Now, China Everbright Bank Changchun Branch has initiated a new lawsuit based on "tort liability dispute," naming the banks and securities firm acting as conduits as defendants. Clarifying the legal responsibilities of each party in this conduit business warrants ongoing market attention. Before 2018, "conduit business" was prevalent in financial markets, popular for circumventing regulatory limits and helping金融机构 (financial institutions) scale up. Service providers expanded from trust companies to securities asset management departments and fund company subsidiaries, with securities asset management being the "main force." To curb the "chaos," regulators frequently intervened. In 2017, the CSRC emphasized that securities and fund institutions must not engage in so-called "conduit business" that relinquishes management responsibility, issuing a通报 (circular) titled "Conduits Have Risks, Conduits Are Not Exempt from Liability," highlighting cases where conduit managers bore legal liability for lack of diligence. The 2018 "New Asset Management Regulations" formalized "de-channeling" as a clear regulatory direction.

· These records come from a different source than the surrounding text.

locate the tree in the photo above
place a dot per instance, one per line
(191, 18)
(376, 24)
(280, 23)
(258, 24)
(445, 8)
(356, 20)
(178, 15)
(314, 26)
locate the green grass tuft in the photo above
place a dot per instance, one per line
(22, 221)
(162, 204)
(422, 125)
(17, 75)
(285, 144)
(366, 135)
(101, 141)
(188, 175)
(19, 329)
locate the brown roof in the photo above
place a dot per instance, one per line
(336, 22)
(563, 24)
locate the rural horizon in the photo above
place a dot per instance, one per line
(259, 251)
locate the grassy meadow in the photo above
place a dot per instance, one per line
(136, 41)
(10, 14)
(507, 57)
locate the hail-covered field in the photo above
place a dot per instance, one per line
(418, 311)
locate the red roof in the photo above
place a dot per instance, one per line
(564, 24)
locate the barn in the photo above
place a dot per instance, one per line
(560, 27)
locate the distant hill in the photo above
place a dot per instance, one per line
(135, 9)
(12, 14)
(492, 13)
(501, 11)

In judicial practice, whether conduit parties in such businesses bear liability remains a market focus. The 2020 "Hua'ao Trust case" adjudicated by the Shanghai Financial Court set a landmark precedent, being the first where a trust company was held liable for compensation in a conduit business. Hua'ao Trust was found liable for 20% supplementary compensation for investor losses. The court held that even in passive management conduit trust businesses, trust companies must operate prudently and fulfill necessary duty of care when acting independently in their name. Another related case reached a final judgment in 2024. In the case of Chen v. Tianjin Daye Hengtong Asset Management Co., Ltd. and Everbright Xinglong Trust Co., Ltd. (以下简称 "Everbright Trust"), the conduit party, Everbright Trust, was held liable for 40% joint and several compensation (reduced from 100% in the first instance). The Beijing Financial Court ruled that even for passive management trusts, the trustee's statutory obligations cannot be waived; Everbright Trust should still prudently perform its法定责任 (statutory duties), control business准入标准 (access standards), improve project due diligence, strictly manage fund disbursement, and not transfer合规风险 (compliance risk) management responsibility to the client.